TRANSGRANCANARIA - 65 km – 3 200 m D+ / Fév 2018 

 

13 heures et 1 minute ! C’est le temps qu’il aura fallu à la mère Belette pour relier le petit village coloré d’Artenara planté au cœur de la montagne de Grande Canarie à la cité balnéaire de Maspalomas, au pied de l’océan Atlantique. Entre ces deux points, 65 km et 3 200 m de D+. Cinq ravitaillements. Mais aussi, deux à trois terriiiiibles nausées, une infection urinaire et des maux de ventre, une bonne pelle comme une bonne blague sur un sentier poussiéreux… et, après 3h de marche à la frontale, l’arche d’arrivée ! 

 

Un nouveau format de course

 

 

Se lancer sur un trail long au sortir de l’hiver, quelle folie ! Qu’est-ce que j’aurai le temps de me répéter cette rengaine au fil de mon parcours picaresque sur les sentiers de la TransGranCanaria ! Un an après une chouette expérience sur le marathon programmé dans le cadre de cet événement estampillé Ultra-Trail World Tour, j’avais très envie de rempiler sur le tout nouveau format proposé cette année parmi un panel de courses de 17 à 265 km. Soixante cinq kilomètres : une distance idéale pour moi qui cherche à rallonger progressivement mes balades, d’autant que je prenais le départ d’un trail dont je connaissais les deux tiers du parcours. Et puis, il y avait la promesse d’aller toucher du bout de mes baskets un des points les plus hauts de l’île : le roque Nublo. 
Ce long monolithe d’origine volcanique culmine à 1 800 mètres d’altitude à proximité de Tejeda. Les coureurs l’atteignent après une belle suée dans les cailloux jusqu’à un plateau rocheux d’allure lunaire. A peine avons-nous humé le pied du géant que nous sommes invités à redescendre après un pointage de dossard. Le trail est lancé depuis 9h du matin, ce samedi 24 février. Nous avons parcouru 20 km et environ 2000 m de D+. Le second ravitaillement n’est alors pas loin du côté du camping de Garanon où ma petite famille m’attend. C’est la base de vie principale de la TransGranCanaria. J’y arrive après 4h30 de course et deux ascensions, à la fois longues et régulières.
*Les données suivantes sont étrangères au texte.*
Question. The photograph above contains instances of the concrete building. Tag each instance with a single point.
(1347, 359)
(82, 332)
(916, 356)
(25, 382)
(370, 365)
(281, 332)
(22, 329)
Il y a du monde pour encourager les guerriers du jour !

 

L'apprentissage par l'exemple

 

On dit souvent que la mémoire ne retient que 10 % de ce que l’on lit, 50 % de ce que l’on voit et écoute et 90 % de ce que l’on expérimente. Je jure que j’ai bien retenu la leçon que m’a donné mon corps en me faisant cadeau d’une merveilleuse cystite dès le premier tiers de la course, témoignage d’un stress, d’une fatigue et d’un manque d’hydratation évidents. Pourtant, je ne me l’explique toujours pas, ma tête a pris le dessus, suivant une courbe sinusoïdale certes, mais elle m’a permis d’aller au bout de cette grande journée de rando-course où mon cœur et mon ventre se sont pâmés devant la beauté de la montagne verte à Cruz de Tejeda avant de calancher ici et là dans la longue descente vers la petite ville de Tunte, et encore une ou deux fois après… Lasse de ne pas pouvoir m’alimenter convenablement, je décide de gérer mes nausées intrépides en me contentant de marcher à partir du 47ème kilomètre. Et dire que je pensais goûter à la paëlla sur les ravitaillements ! La seule odeur des plats cuisinées… Au secooours ! Je me contente de chips et de coca. Pas assez pour bien repartir sur le sentier désormais plutôt plat, mais parsemé de pierres. Et m… de toute façon, je ne verrai bientôt plus rien.
Les derniers kilomètres tombent néanmoins les uns après les autres tandis que la nuit s’installe. Autour de moi, nous sommes nombreux à accuser le coup. Sauf qu’il faut être honnête, les coureurs qui m’entourent achèvent pour la plupart le 125 km et ses 7 500 m de D+. Eux, ça fait environ 12h de plus qu’ils sont en transit. Nous donnons tous ensemble le coup de grâce à notre périple sous le regard bienveillant de la lune. A mon rythme de tortue, j’ai eu tout le loisir de l’observer en écoutant le cliquetis de mes bâtons de trail. Un souvenir paisible qui me réconcilie avec ma première expérience de trail nocturne l’automne dernier.
Au final, cette course, je n’en ai gardé que le meilleur. Oublié les bobos et mon chrono. Ne vous inquiétez pas, je n’ai pas pris ici ma plus jolie plume pour vous dire que je n’étais pas en forme. Plutôt pour souligner combien il est incroyable de découvrir que l’on a des ressources cachées en soi au moment où l’on pensait que tout était joué ! La magie du trail, c’est aussi ça.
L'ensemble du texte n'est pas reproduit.